Lord Turner has pointed the finger of blame at Labour’s flawed regulation but must not be dismissed as an ‘anti Labour’ figure. To the contrary, he was appointed as Chairman of the FSA by Gordon Brown and carried out numerous projects for the Labour Party, including Climate Change, Pensions, Low Pay, as well as being Vice Chairman of the pro Euro group ‘Britain in Europe’.
Lord Turner’s report is backed up by Sir Nicholas Macpherson, the top official at the Treasury, who told the Public Accounts Committee just last week: “When we took on some parts of RBS it became clear that the company did not understand its balance sheet”. In fact, the Treasury were so alarmed at the time of the bank rescue that, despite ten months work on RBS, Sir Nicholas sought a letter of direction from then Chancellor Alistair Darling MP. (A letter of direction is when an official wants an explicit order from their Minister to go ahead with a decision over which they have concerns).

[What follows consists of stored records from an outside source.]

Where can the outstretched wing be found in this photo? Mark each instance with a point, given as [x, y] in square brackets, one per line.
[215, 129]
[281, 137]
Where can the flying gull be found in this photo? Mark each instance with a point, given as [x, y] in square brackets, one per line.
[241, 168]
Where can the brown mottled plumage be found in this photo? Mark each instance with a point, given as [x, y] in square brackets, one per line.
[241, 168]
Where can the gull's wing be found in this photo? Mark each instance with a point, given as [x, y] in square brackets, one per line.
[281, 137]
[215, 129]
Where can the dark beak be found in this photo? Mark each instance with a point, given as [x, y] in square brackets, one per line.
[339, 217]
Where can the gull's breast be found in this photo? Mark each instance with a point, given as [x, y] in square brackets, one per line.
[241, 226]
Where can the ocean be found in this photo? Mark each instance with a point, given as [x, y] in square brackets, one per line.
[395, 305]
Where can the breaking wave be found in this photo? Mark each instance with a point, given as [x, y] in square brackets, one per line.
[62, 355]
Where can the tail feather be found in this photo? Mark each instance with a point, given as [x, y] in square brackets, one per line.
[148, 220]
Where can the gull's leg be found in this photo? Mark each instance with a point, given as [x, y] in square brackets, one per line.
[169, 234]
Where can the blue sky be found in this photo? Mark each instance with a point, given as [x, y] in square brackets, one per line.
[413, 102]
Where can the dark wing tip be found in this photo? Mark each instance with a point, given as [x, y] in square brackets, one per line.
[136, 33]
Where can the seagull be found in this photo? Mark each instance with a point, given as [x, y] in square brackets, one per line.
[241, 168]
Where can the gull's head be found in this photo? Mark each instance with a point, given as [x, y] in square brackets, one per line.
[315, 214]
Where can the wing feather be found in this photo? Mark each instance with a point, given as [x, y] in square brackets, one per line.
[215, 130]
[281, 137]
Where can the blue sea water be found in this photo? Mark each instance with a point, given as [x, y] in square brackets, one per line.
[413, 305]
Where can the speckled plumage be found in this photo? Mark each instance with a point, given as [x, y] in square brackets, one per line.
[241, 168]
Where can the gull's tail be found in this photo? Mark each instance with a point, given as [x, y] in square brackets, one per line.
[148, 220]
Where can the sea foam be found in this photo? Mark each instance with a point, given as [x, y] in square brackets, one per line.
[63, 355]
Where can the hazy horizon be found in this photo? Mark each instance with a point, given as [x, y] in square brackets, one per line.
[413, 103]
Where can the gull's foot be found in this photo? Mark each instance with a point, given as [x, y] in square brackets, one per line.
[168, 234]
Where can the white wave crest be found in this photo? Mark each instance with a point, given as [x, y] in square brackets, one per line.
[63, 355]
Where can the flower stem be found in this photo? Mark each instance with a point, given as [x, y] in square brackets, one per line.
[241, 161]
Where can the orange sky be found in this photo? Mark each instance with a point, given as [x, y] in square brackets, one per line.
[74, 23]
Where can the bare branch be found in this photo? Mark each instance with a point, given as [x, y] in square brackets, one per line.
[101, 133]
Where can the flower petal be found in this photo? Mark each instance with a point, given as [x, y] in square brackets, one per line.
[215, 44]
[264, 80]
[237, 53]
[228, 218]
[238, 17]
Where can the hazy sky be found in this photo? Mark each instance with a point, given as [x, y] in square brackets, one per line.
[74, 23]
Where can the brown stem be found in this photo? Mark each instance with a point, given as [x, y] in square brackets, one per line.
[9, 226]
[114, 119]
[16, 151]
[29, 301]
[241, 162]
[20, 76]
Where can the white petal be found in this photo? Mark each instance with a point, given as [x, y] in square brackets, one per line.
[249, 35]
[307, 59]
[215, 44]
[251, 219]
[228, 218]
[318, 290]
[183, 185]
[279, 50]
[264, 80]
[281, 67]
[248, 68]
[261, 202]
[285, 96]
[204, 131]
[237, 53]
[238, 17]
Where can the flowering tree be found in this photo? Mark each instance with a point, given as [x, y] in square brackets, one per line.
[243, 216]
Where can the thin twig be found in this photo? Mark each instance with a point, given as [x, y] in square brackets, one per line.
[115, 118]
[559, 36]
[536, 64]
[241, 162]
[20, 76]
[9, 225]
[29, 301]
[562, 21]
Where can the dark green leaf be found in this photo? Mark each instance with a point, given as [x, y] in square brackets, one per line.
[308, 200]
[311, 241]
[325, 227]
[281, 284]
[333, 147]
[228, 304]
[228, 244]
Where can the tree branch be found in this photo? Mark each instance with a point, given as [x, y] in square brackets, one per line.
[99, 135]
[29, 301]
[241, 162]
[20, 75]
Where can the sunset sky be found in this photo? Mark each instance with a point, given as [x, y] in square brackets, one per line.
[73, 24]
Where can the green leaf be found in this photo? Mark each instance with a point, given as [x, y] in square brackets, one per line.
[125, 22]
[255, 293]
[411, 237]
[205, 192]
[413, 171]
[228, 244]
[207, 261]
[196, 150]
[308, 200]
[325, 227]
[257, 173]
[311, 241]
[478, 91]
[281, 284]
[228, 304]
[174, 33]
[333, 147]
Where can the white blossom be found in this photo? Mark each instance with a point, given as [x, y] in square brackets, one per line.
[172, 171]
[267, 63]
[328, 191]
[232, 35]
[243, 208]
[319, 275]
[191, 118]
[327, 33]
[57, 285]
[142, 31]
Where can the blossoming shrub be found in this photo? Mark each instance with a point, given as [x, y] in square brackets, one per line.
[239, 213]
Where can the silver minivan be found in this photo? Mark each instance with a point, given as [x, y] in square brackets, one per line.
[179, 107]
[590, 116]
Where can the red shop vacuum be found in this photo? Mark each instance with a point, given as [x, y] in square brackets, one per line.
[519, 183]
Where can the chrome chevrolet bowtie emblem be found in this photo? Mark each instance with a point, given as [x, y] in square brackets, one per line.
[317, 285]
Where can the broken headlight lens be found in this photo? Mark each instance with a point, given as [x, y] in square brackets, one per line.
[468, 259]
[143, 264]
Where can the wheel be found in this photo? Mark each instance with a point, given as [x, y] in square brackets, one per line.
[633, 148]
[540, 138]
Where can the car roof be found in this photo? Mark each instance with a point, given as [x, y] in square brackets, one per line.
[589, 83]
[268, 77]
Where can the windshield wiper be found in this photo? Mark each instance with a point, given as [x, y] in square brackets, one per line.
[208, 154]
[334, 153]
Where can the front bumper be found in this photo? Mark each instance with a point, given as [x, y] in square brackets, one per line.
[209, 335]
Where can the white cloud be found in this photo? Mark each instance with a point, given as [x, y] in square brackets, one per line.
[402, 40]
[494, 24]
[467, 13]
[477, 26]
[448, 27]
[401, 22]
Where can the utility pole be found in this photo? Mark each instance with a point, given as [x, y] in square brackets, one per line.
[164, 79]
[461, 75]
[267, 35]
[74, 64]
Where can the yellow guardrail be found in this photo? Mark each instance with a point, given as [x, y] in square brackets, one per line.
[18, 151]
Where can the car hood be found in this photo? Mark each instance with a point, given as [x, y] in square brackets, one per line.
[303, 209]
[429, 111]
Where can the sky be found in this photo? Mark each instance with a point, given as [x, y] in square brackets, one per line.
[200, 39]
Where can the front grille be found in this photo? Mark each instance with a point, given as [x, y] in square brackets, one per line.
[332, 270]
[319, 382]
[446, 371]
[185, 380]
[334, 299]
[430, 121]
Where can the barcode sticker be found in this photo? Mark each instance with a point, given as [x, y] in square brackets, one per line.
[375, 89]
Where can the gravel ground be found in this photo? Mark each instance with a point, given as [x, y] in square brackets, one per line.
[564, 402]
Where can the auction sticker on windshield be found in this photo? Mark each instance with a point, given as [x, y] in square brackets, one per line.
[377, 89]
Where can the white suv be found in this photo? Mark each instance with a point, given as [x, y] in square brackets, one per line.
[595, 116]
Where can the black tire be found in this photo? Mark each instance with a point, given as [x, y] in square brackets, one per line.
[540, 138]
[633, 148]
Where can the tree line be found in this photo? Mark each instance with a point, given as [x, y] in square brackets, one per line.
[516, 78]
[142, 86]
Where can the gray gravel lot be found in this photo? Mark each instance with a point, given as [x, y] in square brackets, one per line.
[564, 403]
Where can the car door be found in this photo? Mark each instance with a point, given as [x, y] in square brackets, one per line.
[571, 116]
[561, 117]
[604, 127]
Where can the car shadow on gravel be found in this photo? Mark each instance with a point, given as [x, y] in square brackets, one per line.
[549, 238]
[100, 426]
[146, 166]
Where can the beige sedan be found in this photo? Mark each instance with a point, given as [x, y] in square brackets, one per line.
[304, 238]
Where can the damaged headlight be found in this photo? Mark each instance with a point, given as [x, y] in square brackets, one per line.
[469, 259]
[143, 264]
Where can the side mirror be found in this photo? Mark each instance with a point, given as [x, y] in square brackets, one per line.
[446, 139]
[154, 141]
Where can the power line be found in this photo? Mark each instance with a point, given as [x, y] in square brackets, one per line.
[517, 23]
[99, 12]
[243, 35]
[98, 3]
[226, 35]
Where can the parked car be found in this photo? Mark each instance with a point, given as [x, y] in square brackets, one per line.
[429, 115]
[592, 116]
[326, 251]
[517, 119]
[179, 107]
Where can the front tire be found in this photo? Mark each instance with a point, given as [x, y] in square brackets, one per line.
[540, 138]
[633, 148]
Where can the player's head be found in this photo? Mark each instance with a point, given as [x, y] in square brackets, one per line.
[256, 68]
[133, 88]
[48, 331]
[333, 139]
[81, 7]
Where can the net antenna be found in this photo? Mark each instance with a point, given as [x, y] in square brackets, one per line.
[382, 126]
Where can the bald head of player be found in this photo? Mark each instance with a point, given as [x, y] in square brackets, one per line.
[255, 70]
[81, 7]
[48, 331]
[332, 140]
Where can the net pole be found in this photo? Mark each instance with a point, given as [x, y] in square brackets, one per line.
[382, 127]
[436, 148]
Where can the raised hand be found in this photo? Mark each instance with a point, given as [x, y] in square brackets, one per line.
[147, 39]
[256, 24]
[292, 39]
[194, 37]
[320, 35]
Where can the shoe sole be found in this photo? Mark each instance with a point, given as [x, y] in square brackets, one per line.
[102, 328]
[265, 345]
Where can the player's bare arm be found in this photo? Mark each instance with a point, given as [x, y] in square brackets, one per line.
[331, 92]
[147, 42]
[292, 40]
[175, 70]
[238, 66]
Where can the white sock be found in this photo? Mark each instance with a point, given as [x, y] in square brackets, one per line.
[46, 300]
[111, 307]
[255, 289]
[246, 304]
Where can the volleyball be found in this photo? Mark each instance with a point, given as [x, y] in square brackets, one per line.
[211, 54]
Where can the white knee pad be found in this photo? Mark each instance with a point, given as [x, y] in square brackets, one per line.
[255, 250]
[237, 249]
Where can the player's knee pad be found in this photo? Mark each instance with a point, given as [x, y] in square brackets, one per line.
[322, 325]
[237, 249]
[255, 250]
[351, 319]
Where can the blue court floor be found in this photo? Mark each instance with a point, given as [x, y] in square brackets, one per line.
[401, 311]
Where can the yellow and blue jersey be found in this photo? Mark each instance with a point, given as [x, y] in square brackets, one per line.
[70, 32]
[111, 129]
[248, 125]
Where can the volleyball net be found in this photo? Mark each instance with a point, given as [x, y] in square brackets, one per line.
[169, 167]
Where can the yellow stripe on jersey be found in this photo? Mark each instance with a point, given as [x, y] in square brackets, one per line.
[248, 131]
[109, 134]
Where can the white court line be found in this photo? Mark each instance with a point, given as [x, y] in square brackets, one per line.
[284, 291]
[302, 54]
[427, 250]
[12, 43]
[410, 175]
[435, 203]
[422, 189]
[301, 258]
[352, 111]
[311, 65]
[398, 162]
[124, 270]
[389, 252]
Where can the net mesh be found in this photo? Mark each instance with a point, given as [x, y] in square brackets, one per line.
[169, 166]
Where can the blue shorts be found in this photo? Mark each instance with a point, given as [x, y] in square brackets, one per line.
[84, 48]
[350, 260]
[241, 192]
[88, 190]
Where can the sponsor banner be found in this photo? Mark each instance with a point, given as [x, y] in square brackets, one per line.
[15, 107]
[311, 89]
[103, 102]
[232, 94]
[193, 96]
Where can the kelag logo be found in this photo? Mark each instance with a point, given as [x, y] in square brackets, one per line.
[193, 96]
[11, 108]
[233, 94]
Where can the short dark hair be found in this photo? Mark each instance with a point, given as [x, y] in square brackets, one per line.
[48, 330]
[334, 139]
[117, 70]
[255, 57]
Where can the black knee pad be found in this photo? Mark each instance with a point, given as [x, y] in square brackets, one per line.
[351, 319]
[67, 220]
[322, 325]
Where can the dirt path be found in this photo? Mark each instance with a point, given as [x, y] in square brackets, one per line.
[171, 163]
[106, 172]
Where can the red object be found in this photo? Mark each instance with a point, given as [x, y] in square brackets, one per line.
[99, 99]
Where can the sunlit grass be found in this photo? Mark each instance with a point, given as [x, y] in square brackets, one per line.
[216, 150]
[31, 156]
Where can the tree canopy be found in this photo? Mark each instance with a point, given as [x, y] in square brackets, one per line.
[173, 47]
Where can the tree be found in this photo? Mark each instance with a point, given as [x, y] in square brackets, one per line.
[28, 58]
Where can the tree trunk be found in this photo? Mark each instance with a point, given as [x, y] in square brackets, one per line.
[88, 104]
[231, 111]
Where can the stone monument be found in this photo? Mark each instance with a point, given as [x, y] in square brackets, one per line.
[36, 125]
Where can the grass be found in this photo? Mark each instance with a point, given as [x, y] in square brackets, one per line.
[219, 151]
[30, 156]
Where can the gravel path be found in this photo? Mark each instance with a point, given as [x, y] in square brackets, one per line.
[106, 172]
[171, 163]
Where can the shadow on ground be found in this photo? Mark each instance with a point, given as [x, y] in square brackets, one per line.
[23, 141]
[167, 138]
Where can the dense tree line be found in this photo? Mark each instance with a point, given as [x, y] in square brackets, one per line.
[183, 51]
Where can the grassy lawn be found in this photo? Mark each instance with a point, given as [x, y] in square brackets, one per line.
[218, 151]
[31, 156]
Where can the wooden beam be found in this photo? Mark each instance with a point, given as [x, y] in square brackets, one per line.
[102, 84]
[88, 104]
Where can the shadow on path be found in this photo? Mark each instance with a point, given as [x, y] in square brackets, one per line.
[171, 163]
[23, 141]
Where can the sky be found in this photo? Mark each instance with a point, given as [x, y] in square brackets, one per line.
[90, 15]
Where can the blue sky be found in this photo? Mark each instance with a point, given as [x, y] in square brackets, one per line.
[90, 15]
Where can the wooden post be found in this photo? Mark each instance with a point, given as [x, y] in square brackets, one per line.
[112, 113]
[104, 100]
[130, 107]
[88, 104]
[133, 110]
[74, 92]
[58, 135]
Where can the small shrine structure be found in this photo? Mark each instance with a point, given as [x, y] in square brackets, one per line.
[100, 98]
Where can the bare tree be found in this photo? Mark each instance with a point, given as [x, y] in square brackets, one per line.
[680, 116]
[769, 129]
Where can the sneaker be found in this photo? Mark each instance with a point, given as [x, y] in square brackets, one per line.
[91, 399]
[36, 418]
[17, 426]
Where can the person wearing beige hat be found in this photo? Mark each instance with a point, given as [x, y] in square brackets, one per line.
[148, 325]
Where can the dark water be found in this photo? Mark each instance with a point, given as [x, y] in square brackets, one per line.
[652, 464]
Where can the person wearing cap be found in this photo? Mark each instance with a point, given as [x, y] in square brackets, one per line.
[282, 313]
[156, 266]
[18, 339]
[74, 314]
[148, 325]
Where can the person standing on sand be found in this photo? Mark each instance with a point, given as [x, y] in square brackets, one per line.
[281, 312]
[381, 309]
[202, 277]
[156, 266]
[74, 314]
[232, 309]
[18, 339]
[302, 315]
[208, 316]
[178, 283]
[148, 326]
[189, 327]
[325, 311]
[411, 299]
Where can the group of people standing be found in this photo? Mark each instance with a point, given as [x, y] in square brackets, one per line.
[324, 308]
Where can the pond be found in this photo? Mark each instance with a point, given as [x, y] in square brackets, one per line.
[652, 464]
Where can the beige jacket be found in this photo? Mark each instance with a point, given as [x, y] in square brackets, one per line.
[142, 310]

The reality is that while Sir Fred Godwin and other RBS directors did not understand their own balance sheet, they will nevertheless keep their massive bonuses without any regulatory action for their failure. Similarly, despite the biggest financial crisis in generations, only two directors of Northern Rock (not even the Chief Executive) have faced individual fines. In both cases their fines were less than their bonus for the previous year. Next time you hear Labour MPs blaming bankers for our national debt, perhaps you will ask why they failed to put in place legislation to enable bankers to be punished for failure.
What also surprises me is the lack of scrutiny in the political debate regarding the role of Pension Fund managers. They drove the short term strategy in banks in the pursuit of dividends and churned stocks to generate fees for themselves. Why are there no interviews today with the Pension Fund managers who approved the ABN Amro deal? Is it a co-incidence that Labour’s city minister, Lord Myners, was himself a fund manager?
Likewise why have RBS’s auditors not been interviewed today either? It is startling that the Coalition Government is currently employing the same auditors who signed off the RBS accounts, despite the Treasury telling Parliament that it could not rely on their work.
In light of the Treasury’s experience on RBS, there are three key questions which Parliament should consider:
1) What changes need to be made to the Companies Act following Lord Turner’s report?
2) What changes are required to the role of pension fund managers to (a) better align investors long term aims with their strategy, and (b) ensure they better challenge management?
3) What changes are necessary to the role of auditors?
Constituents are right to be angry that Sir Fred Goodwin – knighted by Labour in 2004 for services to banking – has been able to walk away from his failure without enforcement action. Lord Turner’s report highlights that, for all the changes made (such as more intrusive supervision by the FSA), the role of pension funds, auditors, and individual enforcement still requires work.